With the invention, a risk assessment of Components on site regarding an H-induced Possible damage.

Claims (12)

1. Process for the non-destructive, quantitative detection of hydrogen in steels, characterized by the following process steps:

• a) Sonication of ultrasound in a hydrogen-free sample with a resonance frequency in continuous sound mode;
• b) frequency analysis of the received ultrasound signal;
• c) determining a characteristic value (Q) from the frequency / amplitude curve of the received ultrasound signal;
• d) repetition of steps a to c with samples with different known hydrogen contents;
• e) creating a calibration curve by repeating step d) a number of times; Plotting the change in the characteristic value against the diffusible hydrogen content;
• f) ultrasound exposure to a hydrogen-containing test specimen with a resonance frequency in continuous sound mode;
• g) frequency analysis of the received ultrasound signal;
• h) determining the characteristic value from the frequency / amplitude curve of the received ultrasonic signal;
• i) Determination of the diffusible hydrogen content of the test object using the calibration curves created under e).

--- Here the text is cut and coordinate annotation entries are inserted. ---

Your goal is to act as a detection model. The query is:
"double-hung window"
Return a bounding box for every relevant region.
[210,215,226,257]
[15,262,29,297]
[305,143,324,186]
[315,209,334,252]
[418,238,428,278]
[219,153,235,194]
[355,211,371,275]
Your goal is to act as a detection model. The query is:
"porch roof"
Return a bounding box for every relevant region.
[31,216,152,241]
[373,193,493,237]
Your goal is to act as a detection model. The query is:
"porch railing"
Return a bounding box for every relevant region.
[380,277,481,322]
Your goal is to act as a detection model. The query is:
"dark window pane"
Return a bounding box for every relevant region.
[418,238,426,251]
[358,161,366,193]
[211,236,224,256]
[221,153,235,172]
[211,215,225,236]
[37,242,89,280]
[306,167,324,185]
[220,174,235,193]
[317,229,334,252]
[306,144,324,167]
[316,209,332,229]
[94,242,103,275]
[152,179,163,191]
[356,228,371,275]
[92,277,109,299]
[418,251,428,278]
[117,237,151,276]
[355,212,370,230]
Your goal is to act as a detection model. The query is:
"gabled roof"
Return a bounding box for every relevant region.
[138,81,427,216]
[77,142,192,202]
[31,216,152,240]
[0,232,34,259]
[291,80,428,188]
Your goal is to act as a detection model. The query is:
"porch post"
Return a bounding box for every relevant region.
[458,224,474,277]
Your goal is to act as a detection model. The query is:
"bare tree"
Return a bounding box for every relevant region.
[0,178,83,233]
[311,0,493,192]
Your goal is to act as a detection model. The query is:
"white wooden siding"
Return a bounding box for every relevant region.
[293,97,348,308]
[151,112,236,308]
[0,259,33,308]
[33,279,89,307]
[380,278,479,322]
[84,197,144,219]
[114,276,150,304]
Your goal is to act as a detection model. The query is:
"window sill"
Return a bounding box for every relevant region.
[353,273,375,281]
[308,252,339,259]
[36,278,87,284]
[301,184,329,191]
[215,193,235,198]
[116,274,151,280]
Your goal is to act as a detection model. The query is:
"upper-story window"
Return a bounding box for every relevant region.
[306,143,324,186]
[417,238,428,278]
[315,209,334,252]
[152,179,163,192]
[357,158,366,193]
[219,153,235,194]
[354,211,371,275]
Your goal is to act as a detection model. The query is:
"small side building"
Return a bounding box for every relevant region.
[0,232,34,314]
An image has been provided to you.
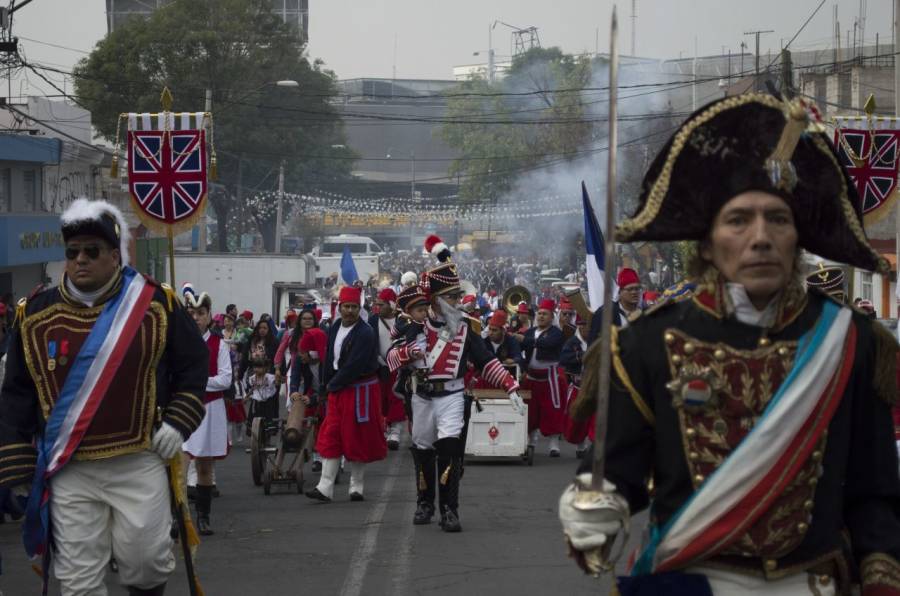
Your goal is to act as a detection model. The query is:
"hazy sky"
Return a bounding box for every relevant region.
[5,0,893,95]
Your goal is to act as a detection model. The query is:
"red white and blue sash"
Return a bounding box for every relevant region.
[632,302,856,575]
[22,267,154,560]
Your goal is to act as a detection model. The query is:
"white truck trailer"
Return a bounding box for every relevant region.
[166,251,321,321]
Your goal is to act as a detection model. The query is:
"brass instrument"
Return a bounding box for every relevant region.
[500,286,531,316]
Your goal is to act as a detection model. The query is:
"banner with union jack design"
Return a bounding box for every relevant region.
[128,129,207,230]
[834,117,900,224]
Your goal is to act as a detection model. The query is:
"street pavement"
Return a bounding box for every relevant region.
[0,441,632,596]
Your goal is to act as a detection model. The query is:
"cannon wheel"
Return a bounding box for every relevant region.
[250,417,266,486]
[263,469,275,496]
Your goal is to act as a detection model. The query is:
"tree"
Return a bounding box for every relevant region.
[74,0,353,251]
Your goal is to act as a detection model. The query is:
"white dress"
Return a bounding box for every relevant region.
[181,331,231,458]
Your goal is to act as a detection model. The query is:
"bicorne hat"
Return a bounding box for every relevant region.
[616,93,888,272]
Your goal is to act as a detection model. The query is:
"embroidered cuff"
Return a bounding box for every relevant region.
[163,393,206,441]
[859,553,900,596]
[0,443,37,488]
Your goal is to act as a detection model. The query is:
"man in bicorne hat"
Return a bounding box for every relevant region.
[522,298,566,457]
[560,94,900,596]
[388,236,525,532]
[181,283,233,536]
[0,199,208,595]
[306,286,387,503]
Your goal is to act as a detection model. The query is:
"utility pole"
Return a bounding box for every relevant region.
[744,29,775,91]
[631,0,637,56]
[891,0,900,324]
[197,88,212,252]
[274,159,284,253]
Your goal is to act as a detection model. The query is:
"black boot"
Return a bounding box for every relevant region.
[409,446,436,526]
[434,438,462,532]
[194,484,214,536]
[128,582,166,596]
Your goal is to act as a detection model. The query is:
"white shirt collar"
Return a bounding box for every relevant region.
[725,282,778,327]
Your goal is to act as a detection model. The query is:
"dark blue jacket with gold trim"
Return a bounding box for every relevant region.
[0,278,209,487]
[574,284,900,594]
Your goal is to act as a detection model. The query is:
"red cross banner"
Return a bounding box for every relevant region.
[128,129,207,233]
[834,117,900,224]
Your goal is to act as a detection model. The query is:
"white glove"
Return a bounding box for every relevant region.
[559,473,629,574]
[509,391,528,416]
[150,422,184,460]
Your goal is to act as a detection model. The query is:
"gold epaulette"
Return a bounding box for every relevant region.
[13,298,28,327]
[465,316,484,335]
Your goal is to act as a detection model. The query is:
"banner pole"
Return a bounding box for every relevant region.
[166,226,176,289]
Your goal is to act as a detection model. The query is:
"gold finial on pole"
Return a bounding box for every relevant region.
[159,87,173,112]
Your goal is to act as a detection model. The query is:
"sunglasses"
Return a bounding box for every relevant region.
[66,244,101,261]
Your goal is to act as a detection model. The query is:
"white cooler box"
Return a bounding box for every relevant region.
[466,390,534,465]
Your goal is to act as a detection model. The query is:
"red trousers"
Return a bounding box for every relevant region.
[316,377,387,463]
[381,371,406,424]
[523,366,567,437]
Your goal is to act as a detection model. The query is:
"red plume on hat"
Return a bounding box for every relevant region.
[338,286,362,306]
[425,234,450,263]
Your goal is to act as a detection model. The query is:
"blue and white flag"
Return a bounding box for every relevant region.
[581,181,606,310]
[341,245,359,286]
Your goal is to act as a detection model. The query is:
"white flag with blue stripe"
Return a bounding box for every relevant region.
[581,181,606,310]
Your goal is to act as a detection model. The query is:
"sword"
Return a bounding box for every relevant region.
[591,5,619,492]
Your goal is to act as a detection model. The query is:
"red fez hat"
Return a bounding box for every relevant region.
[616,267,641,288]
[488,309,507,327]
[378,288,397,304]
[338,286,362,306]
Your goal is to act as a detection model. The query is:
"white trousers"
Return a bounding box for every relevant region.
[412,391,466,449]
[685,566,837,596]
[50,451,175,596]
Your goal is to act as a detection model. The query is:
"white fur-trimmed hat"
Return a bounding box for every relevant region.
[60,197,131,267]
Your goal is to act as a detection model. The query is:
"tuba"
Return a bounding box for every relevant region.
[500,286,531,316]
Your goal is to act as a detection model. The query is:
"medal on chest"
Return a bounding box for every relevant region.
[47,340,56,372]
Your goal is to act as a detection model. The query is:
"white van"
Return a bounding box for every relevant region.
[312,234,384,257]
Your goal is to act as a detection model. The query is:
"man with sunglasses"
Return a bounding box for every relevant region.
[387,235,526,532]
[0,199,208,595]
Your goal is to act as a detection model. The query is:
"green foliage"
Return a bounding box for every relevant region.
[440,48,593,202]
[75,0,354,250]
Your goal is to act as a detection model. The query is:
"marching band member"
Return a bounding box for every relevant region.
[306,286,387,503]
[522,298,566,457]
[0,199,208,596]
[484,310,525,370]
[560,94,900,596]
[388,235,525,532]
[512,301,532,343]
[559,314,594,459]
[182,284,232,536]
[588,267,641,345]
[369,288,406,451]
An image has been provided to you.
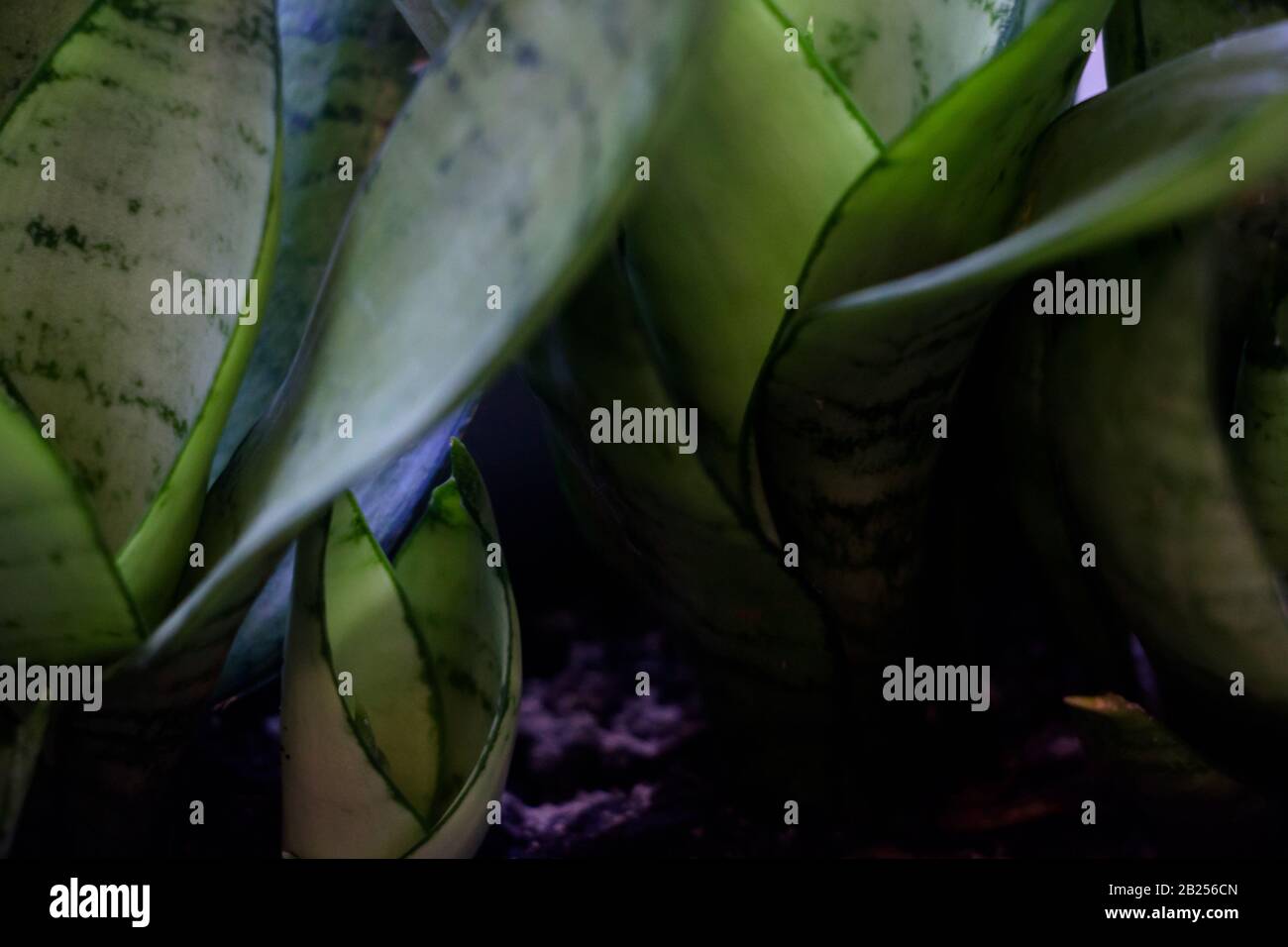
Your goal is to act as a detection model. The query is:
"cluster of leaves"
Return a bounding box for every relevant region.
[0,0,697,856]
[0,0,1288,856]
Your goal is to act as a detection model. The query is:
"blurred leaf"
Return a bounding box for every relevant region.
[1231,320,1288,574]
[214,403,474,701]
[748,20,1288,644]
[0,384,142,664]
[0,703,49,858]
[1064,693,1271,831]
[1105,0,1288,85]
[394,440,522,858]
[746,0,1109,629]
[778,0,1051,142]
[626,0,881,496]
[394,0,482,55]
[282,493,443,858]
[0,0,94,124]
[0,0,277,618]
[211,0,420,475]
[282,442,520,857]
[1043,232,1288,719]
[529,259,837,695]
[58,0,698,814]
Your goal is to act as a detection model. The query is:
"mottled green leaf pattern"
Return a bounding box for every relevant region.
[58,0,700,814]
[0,386,141,664]
[0,0,275,550]
[211,0,420,475]
[778,0,1050,142]
[532,262,837,693]
[282,443,520,857]
[1044,235,1288,717]
[0,0,95,121]
[626,0,880,494]
[755,18,1288,649]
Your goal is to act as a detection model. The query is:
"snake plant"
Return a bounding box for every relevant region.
[0,0,697,856]
[0,0,1288,857]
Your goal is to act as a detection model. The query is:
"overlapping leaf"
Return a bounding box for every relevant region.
[282,442,520,857]
[626,0,1035,496]
[58,0,700,803]
[214,0,460,695]
[0,0,275,644]
[755,18,1288,644]
[1105,0,1288,85]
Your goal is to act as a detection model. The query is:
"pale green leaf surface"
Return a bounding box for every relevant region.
[282,442,520,857]
[748,20,1288,644]
[282,496,438,858]
[0,0,95,123]
[0,377,142,665]
[626,0,880,496]
[211,0,420,476]
[395,441,522,858]
[787,0,1113,311]
[529,261,836,694]
[1232,340,1288,574]
[777,0,1050,142]
[0,0,275,550]
[0,703,49,858]
[84,0,699,771]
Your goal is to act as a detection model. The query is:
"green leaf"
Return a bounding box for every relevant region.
[211,0,420,475]
[282,442,520,857]
[82,0,698,779]
[282,493,443,858]
[214,403,474,701]
[626,0,880,494]
[1232,318,1288,574]
[0,376,142,665]
[394,0,480,55]
[748,20,1288,644]
[1105,0,1288,85]
[0,703,49,858]
[0,0,95,123]
[778,0,1050,142]
[787,0,1113,311]
[0,0,277,626]
[395,440,522,858]
[1043,232,1288,719]
[529,259,841,727]
[1064,693,1267,826]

2. The method according to claim 1, characterized records that the measurement in Pass-through arrangement with two Ultrasonic probes is performed. 3. The method according to claim 1, characterized records that the measurement in sonication arrangement with two ultrasonic probes or a transmitter / receiver combination probe is carried out. 4. Procedure according to one of the preceding Claims, characterized in that the Coupling the ultrasonic probes or the Ultrasonic combination probe over the  Diving technology takes place. 5. Procedure according to one of the preceding Claims, characterized in that the Coupling the ultrasonic probes or the Ultrasonic combination probe over a Water jet coupling takes place. 6. The method according to one or more of the preceding claims, characterized in that from the determined characteristic values of the hydrogen-containing samples (Q with) the attenuation of the characteristic value of a hydrogen-free sample (Q without) caused by the hydrogen content according to the formula:
is determined ( Fig. 3). 7. Method according to one or more of the  preceding claims, characterized in that the characteristic value from the amount of Frequency / amplitude curve of the received Ultrasound is determined. 8. Method according to one or more of the preceding claims, characterized in that the characteristic value from the area of the frequency Amplitude curve of the received ultrasound is determined. 9. Method according to one or more of the preceding claims, characterized in that resonance frequencies in the range from 700 kHz to 2 MHz are examined. 10. Method according to one or more of the preceding claims, characterized in that during ultrasound irradiation anodic polarization of the specimen takes place, through which a measurement influence by effusing hydrogen is avoided.   11. An apparatus for performing the method according to one or more of claims 1 to 10, characterized by an ultrasonic transducer / specimen device ( 2 ) fed by a function generator ( 1 ), a spectrum analyzer ( 3 ) and a registration device ( 4 ) ( Fig. 1). 12. An apparatus for performing the method according to one or more of claims 1 to 11, characterized in that an electronic evaluation device ( 5 ) is provided for evaluating the frequency / amplitude curve ( Fig. 1).